RICHMOND, Va. (Legal Newsline) - The Virginia Supreme Court last week vacated awards totaling more than $3 million in a wrongful death action filed by a Navy sailor's widow over her husband's exposure to asbestos.

Robert Hardick sued, under general maritime law, John Crane Inc., or JCI, and 22 other defendants, seeking $20 million in compensatory damages and $5 million in punitive damages.

Hardick's complaint alleged he was exposed to asbestos dust, fibers and particles contained in products manufactured by JCI, and that he contracted mesothelioma as a result.

Hardick died prior to trial. His suit was then revived as a wrongful death action by his wife, Margaret Hardick, in her capacity as executor of his estate.

Margaret Hardick eventually settled or nonsuited the claims against all defendants except JCI.

Prior to trial, JCI filed a motion in limine to exclude evidence of nonpecuniary damages.

JCI argued that Margaret Hardick's own theory of liability depended on her husband having significant exposure to asbestos while on board Navy ships underway on the high seas and in foreign ports.

The company also contended that Margaret Hardick was only entitled to recover damages available under the Death on the High Seas Act, or DOHSA.

JCI argued that because DOHSA precludes recovery of nonpecuniary damages such as pain and suffering, loss of society/consortium or punitive damages, any recovery by Margaret Hardick under the general maritime law is limited to pecuniary damages.

The City of Newport News Circuit Court denied the company's motion.

Hardick and JCI eventually agreed to a jury instruction that permitted the jury to apportion damages among JCI, Garlock and Crane Company.

Garlock and Crane, two of the manufacturers that settled with Hardick prior to trial, produced the gaskets and valves that allegedly contained asbestos.

The jury returned a verdict for Hardick in the amount of $5,977,482, apportioning 50 percent of the fault to JCI and 50 percent to Garlock.

The verdict included $2 million for her husband's pain and suffering; $1.15 million for her loss of society; $2.5 million for the expected loss of her husband's income and services; $319,650 for his medical expenses; and $7,832 for his funeral expenses.

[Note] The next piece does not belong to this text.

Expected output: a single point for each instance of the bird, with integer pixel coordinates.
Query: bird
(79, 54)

Soon after, JCI filed a motion for a new trial. The company also filed a motion for partial judgment or, alternatively, for remittitur, arguing that the nonpecuniary portion of the verdict should be vacated.

The trial court denied both motions and entered final judgment requiring JCI to pay 50 percent of the damages awarded by the jury to Margaret Hardick, a sum of $2,988,741.

JCI appealed to the state's high court.

The company argued that the trial court committed "reversible error" by allowing the jury to award nonpecuniary damages and by allowing the plaintiff to introduce evidence of asbestos exposure from gasket removal. JCI said the trial court compounded the second error by not allowing it to introduce circumstantial evidence of Hardick's exposures to asbestos-containing products supplied by other companies.

In its 32-page opinion filed Friday, the Court agreed the trial court erred by allowing the jury to award Margaret Hardick nonpecuniary damages for the death of her husband.

"The (U.S.) Supreme Court has made it clear that, based upon principles of uniformity, nonpecuniary damages are not available in 'actions for the wrongful death of a seaman, whether under DOHSA, the Jones Act, or general maritime law,'" Justice Donald W. Lemons wrote for the Court.

However, the Court said JCI waived part of its second assignment of error by failing to include any argument, or authorities relating to, the admissibility of Margaret Hardick's evidence regarding asbestos exposure from gasket removal.

Therefore, the trial court did not abuse its discretion when it excluded the testimony of JCI's Navy export, Wesley Hewitt, it said.

"In this case, the trial court found that Hewitt's testimony and the documents upon which his testimony would have been based were irrelevant and speculative because Hewitt could tie neither the documents at issue nor any of his personal experience directly to Hardick," Lemons wrote.

The Court vacated the $2 million award for Hardick's pain and suffering and the $1.15 million award for Margaret Hardick's loss of society, and remanded the case to the trial court for an order consistent with its opinion.